オーナー様は学生時代にこの団地に住み、その後、社会人となり仕事でイギリス、ドイツ、フランスに赴任。62歳で定年を迎え、奥様と共に終の棲家として札幌の実家に戻ることを選択。元々は戻るつもりがなかったものの、お母様が大切に住んだこの家を手放すことができないという思いが、決断の決め手となりました。
ただ今までの暮らしからは手狭で、一度もリフォームされず古びた状態。しかし、ヨーロッパで経験した「古さを受け入れつつ住み続ける」文化に触れてきたご主人は、この家の魅力を引き出せると確信していました。
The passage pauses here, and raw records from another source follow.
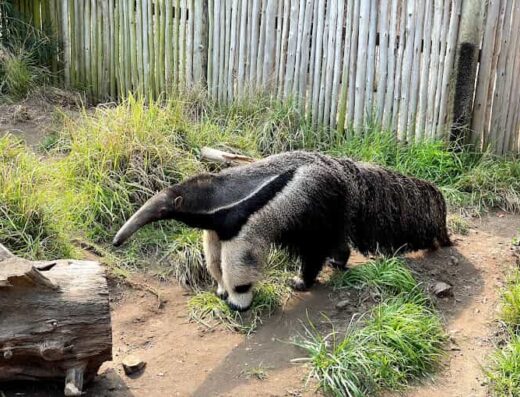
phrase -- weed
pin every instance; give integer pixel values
(458, 225)
(27, 224)
(511, 302)
(269, 294)
(388, 276)
(397, 342)
(504, 371)
(259, 372)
古いままの集中暖房や見えている配管すらも、工夫次第でデザインの一部に変えることができると感じたのです。
ご主人の趣味である切手集めがきっかけで、海外から輸入した「うなぎ」や「カニ」をモチーフにした独特の壁紙を採用。さらに、イギリスのヴィンテージタイルやフランスのアンティーク家具を巧みに取り入れ、古さと新しさを融合させた住空間を作り上げました。
外観は歴史を感じさせながらも、室内はまるでヨーロッパの街角にいるような佇まい。オーナーご夫妻のこだわりが詰まった自分らしい住まいが完成しました。
BEFORE
本プロジェクトは、築47年のマンションのリノベーションです。当時、物件は64㎡の3LDKという部屋構成でした。
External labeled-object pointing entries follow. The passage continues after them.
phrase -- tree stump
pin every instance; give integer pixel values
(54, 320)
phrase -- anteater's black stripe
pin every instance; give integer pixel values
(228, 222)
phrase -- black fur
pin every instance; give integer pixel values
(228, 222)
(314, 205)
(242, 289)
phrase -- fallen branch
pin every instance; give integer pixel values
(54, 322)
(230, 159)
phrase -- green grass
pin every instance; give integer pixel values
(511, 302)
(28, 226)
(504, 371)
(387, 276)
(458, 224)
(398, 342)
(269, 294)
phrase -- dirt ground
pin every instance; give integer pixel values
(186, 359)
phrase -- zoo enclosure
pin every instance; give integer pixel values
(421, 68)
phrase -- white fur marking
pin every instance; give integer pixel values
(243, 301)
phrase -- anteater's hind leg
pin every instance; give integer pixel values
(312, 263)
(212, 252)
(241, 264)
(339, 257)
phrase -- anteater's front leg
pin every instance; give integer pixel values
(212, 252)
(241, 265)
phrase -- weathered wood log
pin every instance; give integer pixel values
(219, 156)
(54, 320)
47年間丁寧に使われてきた設備機器や仕上げ材は、その役目を終え、取り替える必要がありました。
部屋は角部屋で、札幌の美しい山々が見渡せる眺望が楽しめる3方向に開放的な窓が魅力でした。また、多趣味なご夫婦らしい多くの荷物量を考慮する必要がありました。
プランでは、服飾やプライベートな物はウォークインクローゼットや扉付き収納に収め、それ以外の荷物はディスプレイ可能な配置にしました。LDKと寝室の境界には腰壁を設け、東西を一体化することで光と風の通りを確保しました。